Hacker News new | ask | show | jobs
by zaphar 1477 days ago
Anything using the green/lightweight or OS thread model is usually easier to use at the cost of some runtime performance. Whether the runtime performance matters for your use case can only be determined by measuring stuff.

The perception that async rust is where you should start for concurrent rust because it's built in and everyone uses it perhaps should be revisited. I would argue that the other options are worth consideration first and dropping down to low level async code might be warranted when you need the performance it gives and that justifies the increase in development costs.

6 comments

Rust used to have green threads before 1.0 (libgreen). Early Rust was meant to be more like Erlang[1]. The problem with them wasn't only the overhead, but also interoperability and how they affect every interaction of the language with the OS and other libraries. It made the whole language dependent on its own custom runtime.

Rust isn't meant to be a language for CRUD apps (despite making inroads in this space).
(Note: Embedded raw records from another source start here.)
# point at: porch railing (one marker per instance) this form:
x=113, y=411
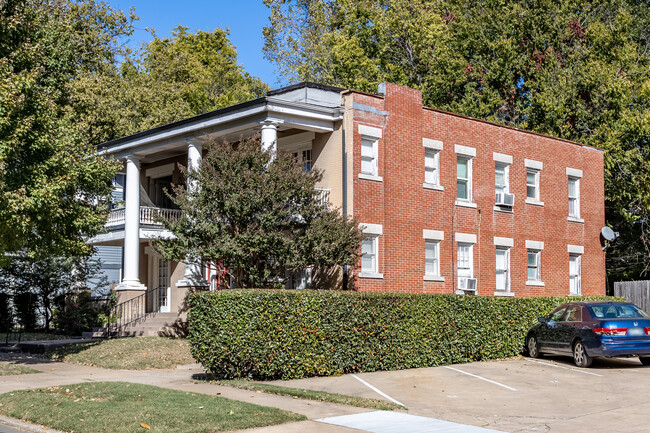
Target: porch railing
x=135, y=309
x=148, y=215
x=323, y=195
It's meant to be a C/C++ alternative that can work every difficult niche where these two can, including processes that already have their own runtimes, kernel space, microcontrollers, and other situations where any overhead or bringing custom threads with magic I/O and special stack handling is unacceptable.

Rust's async is designed to be separate from the core language, and work on top of arbitrary runtimes. Most people use tokio, but it can also work with your custom loop on microcontrollers, or on top of another runtime, e.g. WASM + browser's event loop, or gtk-rs that can work on top of GTK's event loop.

[1]: http://venge.net/graydon/talks/intro-talk-2.pdf

I'm aware of the history there. I think the decision not to ship a builtin async runtime was probably correct. I also think shipping async syntax sugar and allowing people to build their own custom runtimes is just fine.

I just think that the cultural decision in the wider ecosystem to make, practically speaking, everything io related, async is possibly a mistake.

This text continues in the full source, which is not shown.